Town selling Doko shell building to developer

Doko Depot

BLYTHEWOOD – Failing after a year and a half to sell the Doko Depot shell building across from Town Hall as a restaurant, Council passed first reading Monday evening to authorize the sale of the building to a developer, Wheeler and Wheeler, LLC of Columbia for $325,000.

About five years ago, Town Council borrowed $900,000 from Santee Cooper Electric and received a $456,881 grant (free) from Fairfield Electric that had to be spent on economic development or returned.

The original intent of that Council was to build a restaurant on park property in front of Town Hall (for approximately $1.4 million) and lease it to an established restaurant operator. The loan was to have been repaid from the proceeds of lease payments.

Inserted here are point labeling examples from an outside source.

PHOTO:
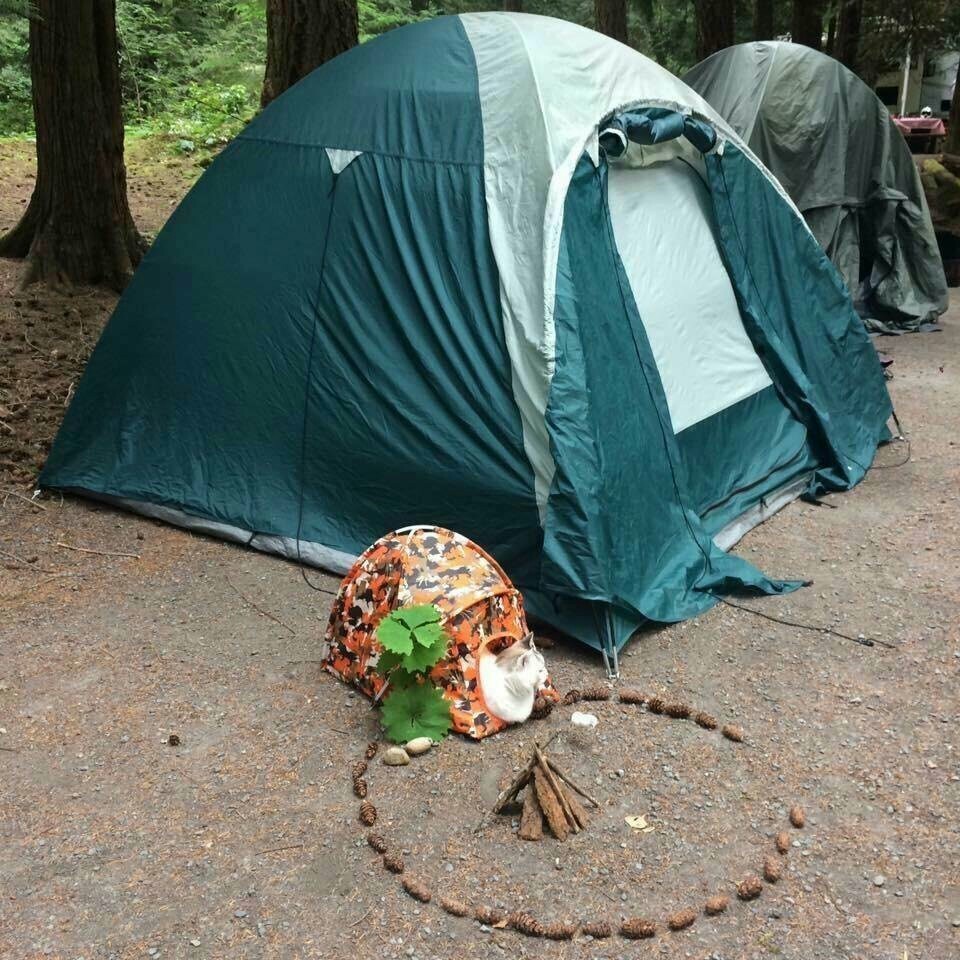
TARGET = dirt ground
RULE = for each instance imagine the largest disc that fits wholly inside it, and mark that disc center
(243, 840)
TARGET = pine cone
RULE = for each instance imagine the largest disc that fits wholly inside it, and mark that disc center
(598, 929)
(456, 908)
(733, 733)
(418, 890)
(542, 707)
(749, 889)
(377, 842)
(560, 931)
(706, 721)
(527, 925)
(681, 919)
(715, 905)
(638, 929)
(772, 870)
(490, 916)
(393, 862)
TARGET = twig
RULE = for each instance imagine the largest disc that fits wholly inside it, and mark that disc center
(575, 824)
(99, 553)
(20, 496)
(292, 846)
(566, 779)
(30, 566)
(260, 610)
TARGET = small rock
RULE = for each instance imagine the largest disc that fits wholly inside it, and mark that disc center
(396, 757)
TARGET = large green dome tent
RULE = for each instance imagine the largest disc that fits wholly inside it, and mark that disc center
(501, 274)
(831, 143)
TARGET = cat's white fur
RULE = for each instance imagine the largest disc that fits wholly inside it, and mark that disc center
(510, 679)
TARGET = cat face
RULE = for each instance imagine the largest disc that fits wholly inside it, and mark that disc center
(525, 662)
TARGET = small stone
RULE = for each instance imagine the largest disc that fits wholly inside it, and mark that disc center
(418, 745)
(396, 757)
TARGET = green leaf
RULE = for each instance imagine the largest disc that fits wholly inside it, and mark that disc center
(416, 711)
(394, 635)
(423, 659)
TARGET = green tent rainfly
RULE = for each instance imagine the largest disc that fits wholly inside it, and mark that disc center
(501, 274)
(830, 142)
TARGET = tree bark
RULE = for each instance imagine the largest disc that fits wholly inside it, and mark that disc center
(808, 23)
(953, 134)
(715, 21)
(763, 20)
(848, 33)
(301, 35)
(612, 18)
(77, 227)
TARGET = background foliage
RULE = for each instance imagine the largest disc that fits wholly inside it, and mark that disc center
(192, 69)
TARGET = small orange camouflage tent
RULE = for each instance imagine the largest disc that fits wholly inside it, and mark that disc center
(480, 607)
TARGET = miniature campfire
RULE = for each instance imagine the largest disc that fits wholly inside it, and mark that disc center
(550, 800)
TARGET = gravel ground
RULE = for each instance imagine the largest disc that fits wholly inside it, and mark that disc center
(243, 839)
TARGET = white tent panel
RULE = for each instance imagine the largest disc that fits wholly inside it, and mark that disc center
(663, 226)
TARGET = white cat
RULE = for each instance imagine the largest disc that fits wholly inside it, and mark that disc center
(510, 679)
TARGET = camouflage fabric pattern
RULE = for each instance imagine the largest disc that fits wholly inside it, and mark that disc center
(480, 608)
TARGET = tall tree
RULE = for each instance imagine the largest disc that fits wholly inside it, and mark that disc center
(763, 20)
(848, 33)
(715, 22)
(807, 25)
(302, 34)
(611, 16)
(953, 133)
(77, 227)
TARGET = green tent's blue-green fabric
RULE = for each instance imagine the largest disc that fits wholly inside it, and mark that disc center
(318, 347)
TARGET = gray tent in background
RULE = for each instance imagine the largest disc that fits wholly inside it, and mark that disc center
(830, 142)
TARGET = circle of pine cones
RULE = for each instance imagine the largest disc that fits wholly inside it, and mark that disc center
(527, 925)
(638, 929)
(377, 842)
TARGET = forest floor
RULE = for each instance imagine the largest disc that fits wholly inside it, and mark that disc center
(242, 840)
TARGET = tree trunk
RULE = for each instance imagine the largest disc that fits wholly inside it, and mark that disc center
(714, 26)
(808, 23)
(763, 20)
(612, 18)
(848, 33)
(77, 227)
(302, 34)
(953, 133)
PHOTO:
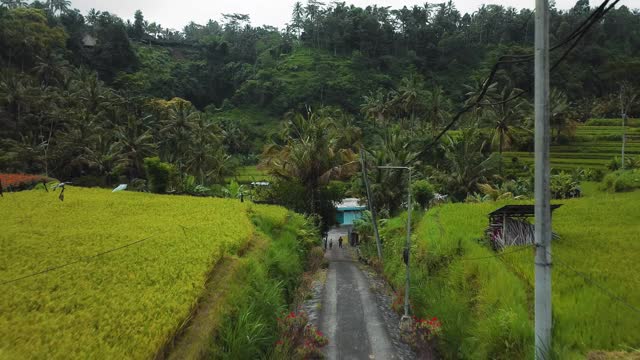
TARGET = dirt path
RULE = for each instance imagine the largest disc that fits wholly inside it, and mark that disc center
(351, 316)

In the interim, the proposed lessor was unable to obtain a performance guarantee to cover the Town’s expense and the lease was never finalized. As a result, the Town returned $900,000 to Santee Cooper, and a new council voted to construct a smaller, less expensive building with the $325,916 remaining from the $456,881 Fairfield Electric grant.

But the building could only be used for “economic development” such as an office building, start-up company or restaurant.

The Town budgeted $410,000 for the new building.

The winning base bid to build the shell building was $379,850 submitted by Lyn-Rich Contracting Co., Inc. of West Columbia. With options, which Council voted to accept, the bid came to $388,100. Those options included walkways and special fire protection equipment.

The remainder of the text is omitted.